Various other improvements
mainly inspired by Siemens and Bosch Applications
- Improved AVL algorithms, more operators
- record support: automatic detection of records described by a bijection between a cartesian product and a carrier set (these axioms can either be entered manually, such as in the Bosch models, or generated by the Records plug-in).
- treatment of infinite sets, in particular complement sets such as INTEGER \ {x}. Such sets are being used in some of the Siemens models.
- Partitioning of predicates into connected sub-components (was useful for Siemens application, to be able to pinpoint location of an inconsistency in the axioms; it turned out useful for constraint-based deadlock checking as well)
- Improved constraint solving, better use of Prolog's CLP(FD) constraint solver
- reification of constraints, detection of common sub-predicates, more precise information propagation for membership constraints, performance improvments in the typchecker and other parts of the kernel
Motivations
The above works were motivated mainly to support the following three industrial deployments:
- Siemens: enable Siemens to use ProB in their SIL4 development chain, replacing Atelier B for data validation.
- Bosch: provide animation and constraint-based deadlock detection for the Adaptive Cruise Control
- SAP: provide a way to generate test cases using constraint-based animation
Available Documentation
References
- ↑ 1.0 1.1 Leuschel et al.

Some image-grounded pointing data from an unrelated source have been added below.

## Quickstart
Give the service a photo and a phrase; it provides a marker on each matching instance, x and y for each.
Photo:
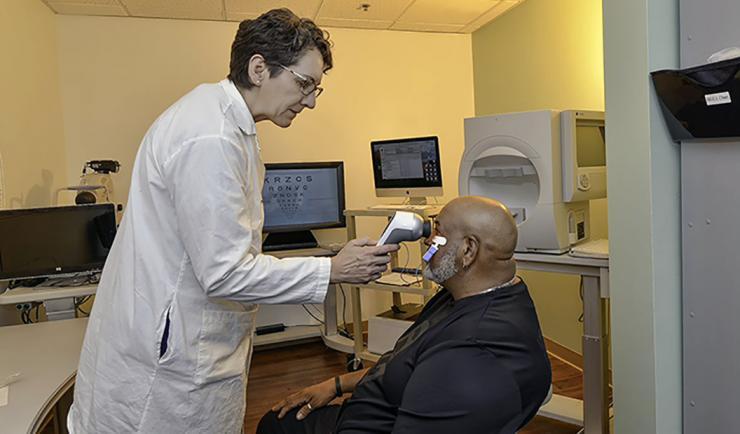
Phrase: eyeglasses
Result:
(307, 84)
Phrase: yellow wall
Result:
(31, 138)
(118, 74)
(545, 54)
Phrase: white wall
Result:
(644, 218)
(118, 74)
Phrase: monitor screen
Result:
(303, 196)
(406, 163)
(57, 240)
(591, 146)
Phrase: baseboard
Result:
(564, 353)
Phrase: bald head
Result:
(481, 237)
(486, 219)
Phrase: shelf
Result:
(379, 212)
(371, 357)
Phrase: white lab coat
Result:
(187, 253)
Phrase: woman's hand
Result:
(310, 398)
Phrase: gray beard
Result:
(446, 268)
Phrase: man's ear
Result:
(471, 247)
(257, 69)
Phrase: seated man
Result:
(473, 362)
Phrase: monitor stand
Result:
(417, 200)
(289, 241)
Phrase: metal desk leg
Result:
(330, 311)
(595, 380)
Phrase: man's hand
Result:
(360, 261)
(310, 398)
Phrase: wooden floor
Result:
(278, 372)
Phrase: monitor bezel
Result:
(57, 271)
(339, 166)
(398, 189)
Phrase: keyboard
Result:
(598, 249)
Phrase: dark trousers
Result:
(320, 421)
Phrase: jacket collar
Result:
(242, 115)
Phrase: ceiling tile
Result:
(427, 27)
(253, 8)
(83, 2)
(446, 11)
(354, 24)
(87, 7)
(379, 10)
(189, 9)
(493, 13)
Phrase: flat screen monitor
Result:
(300, 197)
(407, 167)
(38, 242)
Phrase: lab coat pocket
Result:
(224, 344)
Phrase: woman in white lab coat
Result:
(169, 336)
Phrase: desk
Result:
(46, 354)
(595, 275)
(26, 295)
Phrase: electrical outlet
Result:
(2, 184)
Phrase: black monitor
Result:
(36, 242)
(299, 197)
(407, 168)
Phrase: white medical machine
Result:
(544, 166)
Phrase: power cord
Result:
(311, 314)
(344, 331)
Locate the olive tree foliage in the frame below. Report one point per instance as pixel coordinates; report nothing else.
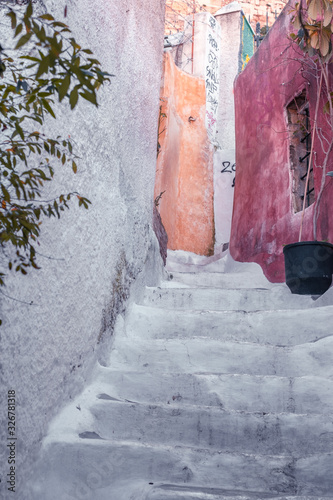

FM'2009
- ↑ Leuschel et al. FAC, special issue of FM'2009
- ↑ Leuschel et al. Draft of Validation Report
- ↑ Hallerstede et al., Refinement-Animation for Event-B - Towards a Method of Validation, ASM 2010, LNCS 5977, Springer
- ↑ Hallerstede et al., Validation of Formal Models by Refinement Animation, to appear in Science of Computer Programming, Elsevier
Planning
- Finish Validation Report
- Write up Constraint-Based Deadlock Checking and integrate fully into Rodin Platform
- Support mathematical extensions in ProB
- Further improvements in the constraint-solving kernel of ProB; in particular for relations and operators. A Kodkod translator is being developed.